3.6. Performance Evaluation

The testing phase includes benchmarking of the trained RL model against various optimization methods and scheduling used in charging management of electric vehicles. The comparison metrics evaluate performance across several objectives, which include infrastructure savings, solar energy utilization, maximum aggregated energy delivery, and current. Additionally, the final stage includes integration of the RL model into the power network of the IEEE-33 benchmark for impact analysis on the distribution network. Load flow simulations were conducted to evaluate line losses and voltage profiles within the power system.

4. Mathematical Implementation

4.1. Simulation Setup

The RL source code is developed using the following tools: TensorFlow version 1.14.0 [25], Keras, Python version 3.7, NumPy [23], Stable Baselines libraries [27], and OpenAI’s Gym [26]. The workstation, including an Intel Core i7-9700 CPU with 16 G of RAM, is used to run the simulation. The simulation setup is set in the first step, which includes the data population distribution and the parameter tuning of the solver used for the proposed deep RL network.
The simulation starts with training, then testing, and finally benchmarking, where each step includes a few assumptions and inputs. This section defines the settings and inputs of each step, including the training and testing processes, which are explained below.

4.2. Training and Testing Processes

The states act as inputs for the training process. Over several epochs, the discounted sum of rewards is repeated, which is predicted by the NN. The estimate of NN is not very accurate, which gives rise to non-zero variance. The training time duration for an epoch can typically span one full day, which amounts to 1140 min required for charging coordination in the case of base load. Here, the time step considered in the training of RL is 1 min.
After training, the trained agent, which is a machine learning model, is saved and ready to serve for EV charger coordination.
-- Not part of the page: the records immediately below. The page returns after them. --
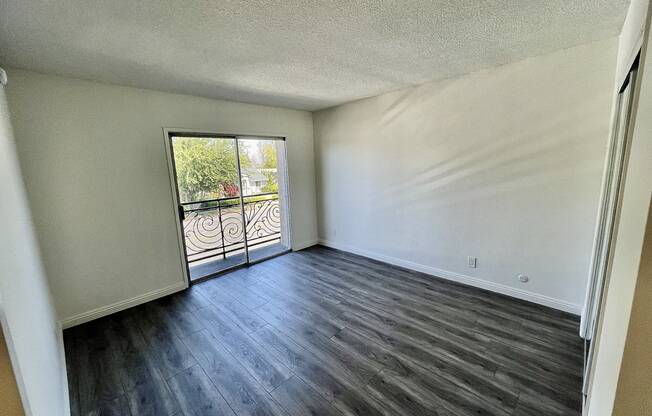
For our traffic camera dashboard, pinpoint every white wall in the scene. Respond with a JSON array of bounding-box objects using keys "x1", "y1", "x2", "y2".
[
  {"x1": 313, "y1": 38, "x2": 618, "y2": 313},
  {"x1": 5, "y1": 70, "x2": 318, "y2": 325},
  {"x1": 586, "y1": 1, "x2": 652, "y2": 414},
  {"x1": 0, "y1": 68, "x2": 69, "y2": 415}
]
To achieve this, Python testing code developed a model and is called for EV charging coordination. The testing is performed over a set of different scenarios and benchmarked as defined in the following sections.
The architecture of the deep neural network (DNN) algorithm is a multi-layer perceptron (MLP), which consists of four layers, including two hidden layers [36]. This is a DNN because it consists of more than one hidden layer. The MLP is a feedforward network consisting of activation units, a i ( l ) , at each layer, l . The hyperparameters of a neural network, which include the number of layers and neurons, are set through trial and error to reach the training criteria. Training for weight correction is carried out using the backpropagation technique. The multi-layer neural network computes the policy function in deep reinforcement learning. The deep neural network’s independent layer topology enables efficient gradient computations using backpropagation. The backpropagation technique in DNN simply refers to a computational implementation of the chain ReLU, which is an algorithm that finds the pertinent partial derivatives using the backward pass during the training process.
The hyperparameters of the PPO-RL and the trained DNN are presented by the learning rate of 2.5 × 10−4 and the discount factor of 0.99, respectively. The agent performs an update every 16 steps, with four training minibatches per update. Feedforward neural networks are the NNs that are used in the actor and critic networks. Each network has two hidden layers, containing 64 neurons per layer. ReLU is the activation function to be used. The value of the clipping parameter, ϵ, is set to 0.2. The loss coefficient, c1, for the value function is given a value of 0.5, and the entropy coefficient, c2, is given a value of 0.01 to support exploration. The maximum episode length is fixed based on the simulation time.

4.3. Coordination Algorithms Used for Benchmarking EV Charging

The benchmarking of the proposed charging coordination algorithm is carried out against algorithms, including the Least-Laxity-First (LLF) algorithm, uncontrolled charging, and the Model Predictive Control (MPC) algorithm. These algorithms are available in ACN-Sim [26].

4.4. Case Studies and Model Inputs

In this paper, the parameters defined by the authors in [26] are used as a model for the EV charging demand. The building load and solar energy datasets used in the current study are characterized statistically as shown in Table 2. The modeling of arrival and departure times is carried out in three different ways: random data, online data from the Caltech Building, and stochastic data from Qatar University, with case study configurations detailed in Table 3.
In all the cases, the application of the process of charging is done in the adaptive charging network (CAN), from Caltech, as discussed in detail in [37]. The IEEE-33 bus system is used to validate the model used for the grid [38].
The plug-in operation of charging gives rise to an event. Unless otherwise stated, it is considered for a single EVSE. The magnitude of the charging current and the voltage at which it is supplied are taken as 32 A and 208 V.
The EV demand during an event is modeled for different numbers of events per charging station and depends on the arrival and departure of the EV user. The proposed charging management system is simulated and tested for different case scenarios with different charger events and by changing the EV demand model.

4.4.1. EV Demand

The EV charging demand is the charging request and is modeled based on the arrival and departure times. For all cases, the Caltech ACN is considered for the charging process provided by the simulation detailed in [37].
The maximum charging current drawn by the chargers is 32 A at 208 Vac three-phase and connected to a 150 kVA transformer [39]. The chargers are Level 2 and 6.6 kW, three-phase connected at the main switch panel. The charger’s location is the California Institute of Technology (Caltech parking), and the roof area (solar) is 3000 square meters with a peak output power of 600 kWp.
For validating the model under study, the IEEE 33-distribution system is chosen, as detailed in [38]. The load flow results of the power system, represented as line currents, node voltages, and system losses, are generated for different EV demands.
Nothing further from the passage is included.